I was pleased to read an interesting piece in the NY Times on yesterday’s flight. “Computer Studies Made Cool, on Film and Now on Campus” (6/11/11). While the focus is on the growing popularity of computer science, it make a strong case for the project based approach to learning. 

The new curriculums emphasize the breadth of careers that use computer science, as diverse as finance and linguistics, and the practical results of engineering, like iPhone apps, Pixar films and robots, a world away from the more theory-oriented curriculums of the past.

The old-fashioned way of computer science is, ‘We’re going to teach you a bunch of stuff that is fundamental and will be long-lasting but we won’t tell you how it’s applied,’ ” said Michael Zyda, director of the University of Southern California’s GamePipe Laboratory, a new games program in the computer science major.

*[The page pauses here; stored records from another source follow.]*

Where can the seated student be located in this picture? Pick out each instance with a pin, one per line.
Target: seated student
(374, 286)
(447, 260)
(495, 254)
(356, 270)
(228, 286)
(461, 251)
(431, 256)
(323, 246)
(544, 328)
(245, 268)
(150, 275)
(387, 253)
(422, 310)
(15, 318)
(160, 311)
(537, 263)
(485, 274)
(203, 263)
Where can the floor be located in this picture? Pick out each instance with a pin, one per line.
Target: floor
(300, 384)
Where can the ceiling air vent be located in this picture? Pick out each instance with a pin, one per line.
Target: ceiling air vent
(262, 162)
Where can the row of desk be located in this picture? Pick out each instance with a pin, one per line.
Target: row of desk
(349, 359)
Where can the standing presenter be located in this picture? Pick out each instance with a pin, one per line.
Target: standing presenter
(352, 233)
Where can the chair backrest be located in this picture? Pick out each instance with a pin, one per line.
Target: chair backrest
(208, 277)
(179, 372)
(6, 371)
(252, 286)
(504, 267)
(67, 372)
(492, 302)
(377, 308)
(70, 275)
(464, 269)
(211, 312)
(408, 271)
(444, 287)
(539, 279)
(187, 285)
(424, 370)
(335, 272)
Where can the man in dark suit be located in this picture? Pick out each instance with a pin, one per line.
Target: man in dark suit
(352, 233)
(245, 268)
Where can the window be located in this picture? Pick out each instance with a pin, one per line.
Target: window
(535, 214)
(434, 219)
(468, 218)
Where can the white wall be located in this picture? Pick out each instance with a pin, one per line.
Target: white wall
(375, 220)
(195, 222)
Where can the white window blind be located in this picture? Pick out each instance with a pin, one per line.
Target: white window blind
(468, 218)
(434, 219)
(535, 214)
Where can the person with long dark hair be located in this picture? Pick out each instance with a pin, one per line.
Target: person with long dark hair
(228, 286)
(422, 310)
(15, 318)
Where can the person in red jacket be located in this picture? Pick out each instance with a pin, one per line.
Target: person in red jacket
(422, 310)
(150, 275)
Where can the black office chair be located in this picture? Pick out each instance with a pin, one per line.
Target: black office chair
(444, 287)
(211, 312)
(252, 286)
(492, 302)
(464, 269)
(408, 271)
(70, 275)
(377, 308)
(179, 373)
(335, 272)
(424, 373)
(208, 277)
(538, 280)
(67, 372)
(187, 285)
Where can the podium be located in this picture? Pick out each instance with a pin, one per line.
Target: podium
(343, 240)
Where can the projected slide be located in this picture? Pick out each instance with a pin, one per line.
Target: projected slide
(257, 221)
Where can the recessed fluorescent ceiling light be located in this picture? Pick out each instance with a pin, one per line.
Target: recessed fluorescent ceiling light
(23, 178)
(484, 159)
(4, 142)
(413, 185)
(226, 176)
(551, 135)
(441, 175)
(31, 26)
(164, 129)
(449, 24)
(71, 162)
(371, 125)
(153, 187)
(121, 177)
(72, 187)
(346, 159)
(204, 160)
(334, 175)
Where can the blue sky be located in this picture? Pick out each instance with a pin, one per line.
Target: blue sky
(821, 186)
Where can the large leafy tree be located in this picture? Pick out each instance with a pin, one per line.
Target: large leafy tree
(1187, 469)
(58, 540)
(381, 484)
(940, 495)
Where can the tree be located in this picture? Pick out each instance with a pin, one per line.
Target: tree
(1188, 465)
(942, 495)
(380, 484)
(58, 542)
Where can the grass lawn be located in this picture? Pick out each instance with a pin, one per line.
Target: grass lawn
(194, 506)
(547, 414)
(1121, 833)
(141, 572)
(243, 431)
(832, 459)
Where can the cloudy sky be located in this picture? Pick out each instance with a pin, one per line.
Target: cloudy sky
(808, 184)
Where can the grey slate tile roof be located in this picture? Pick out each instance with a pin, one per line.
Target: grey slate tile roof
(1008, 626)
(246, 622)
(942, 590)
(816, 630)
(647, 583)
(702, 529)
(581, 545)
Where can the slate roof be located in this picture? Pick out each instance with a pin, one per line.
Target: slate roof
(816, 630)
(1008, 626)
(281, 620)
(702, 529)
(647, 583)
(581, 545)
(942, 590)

With the rejuvenated classes, freshman enrollment in computer science at the university grew to 120 last year, from 25 in 2006. …

To hook students, Yale computer science professors are offering freshman seminars with no prerequisites, like one on computer graphics, in which students learn the technical underpinnings of a Pixar movie.
“Historically this department has been very theory-oriented, but in the last few years, we’re broadening the curriculum,” said Julie Dorsey, a professor.

She also started a new major, computing and the arts, which combines computer science with art, theater or music to teach students how to scan and restore paintings or design theater sets.

Professors stress that concentrating on the practical applications of computer science does not mean teaching vocational skills like programming languages, which change rapidly. Instead, it means guiding students to tackle real-world problems and learn skills and theorems along the way.

“Once people are kind of subversively exposed to it, it’s not someone telling you, ‘You should program because you can be an engineer and do this in the future,’ ” said Ms. Fong, the Yale student. “It’s, ‘Solve this problem, build this thing and make this robot go from Point A to Point B,’ and you gain the skill set associated with it.” With other students, she has already founded a Web start-up, the Closer Grocer, which delivers groceries to dorms.